Tip: Cultivated wild rice (farmed in flooded fields), is readily available in most grocery stores. If you have an opportunity to try true wild rice, as shown in the 2nd photo above, I think you will be pleasantly surprised. It has a light smoky and nutty flavor and a nice crunch. It’s definitely more expensive, so you may want to use the cultivated variety in a recipe like this salad and save the true wild rice for a dish where you can fully appreciate its deliciousness. 🙂
1/4 cup brown rice
1 cup wild rice
2 cups low-sodium chicken broth
1/4 cup chopped raw pistachios (out of shell)
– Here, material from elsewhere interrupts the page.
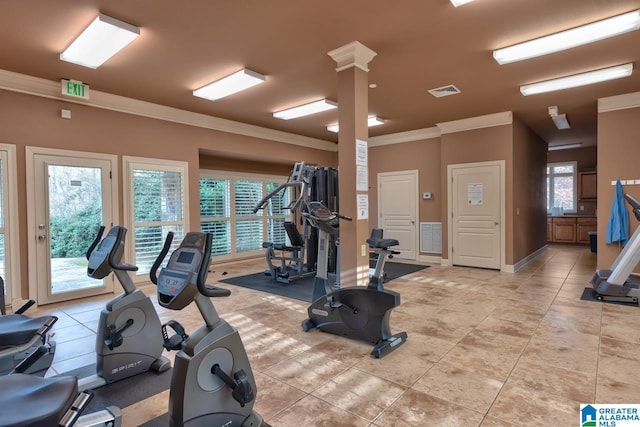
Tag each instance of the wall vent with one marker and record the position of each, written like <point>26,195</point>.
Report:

1-2 tsp finely grated orange zest
1 or 2 oranges, peel and pith removed; segmented (Note: Cut segments from oranges over a small bowl. Add any juice that drips into the bowl to the dressing below.)
10 large basil leaves, sliced into ribbons(about 1/4 cup)
1/4 cup minced red onion
Combine brown rice, wild rice, and chicken broth in a saucepan; bring to a boil. Cover, reduce heat, and simmer until all liquid is evaporated and rice is fully cooked, 45 to 55 minutes. Remove from heat and cool completely. (Note: Rice can be made a day or two ahead. Keep covered in refrigerator until ready to make salad.)
Toast nuts in a dry skillet over medium heat until fragrant, stirring constantly and watching closely. When lightly toasted, remove from skillet onto a paper towel and set aside to cool.
Transfer rice to a medium bowl. Add orange segments, basil, red onion, pistachios, and orange zest; mix lightly to combine.
3 Tbsp red wine vinegar
3 Tbsp olive oil
1 Tbsp (or more) orange juice
1 tsp Dijon mustard
1/2 tsp honey
1/4 tsp sea salt
1/4 tsp freshly ground black pepper
In a small bowl, whisk together red wine vinegar, olive oil, orange juice, mustard, honey, salt & pepper. Pour about 3/4 of dressing over the rice mixture and toss. Taste for seasoning; add remaining dressing if needed, or if not serving soon, save it to toss with the salad just before serving.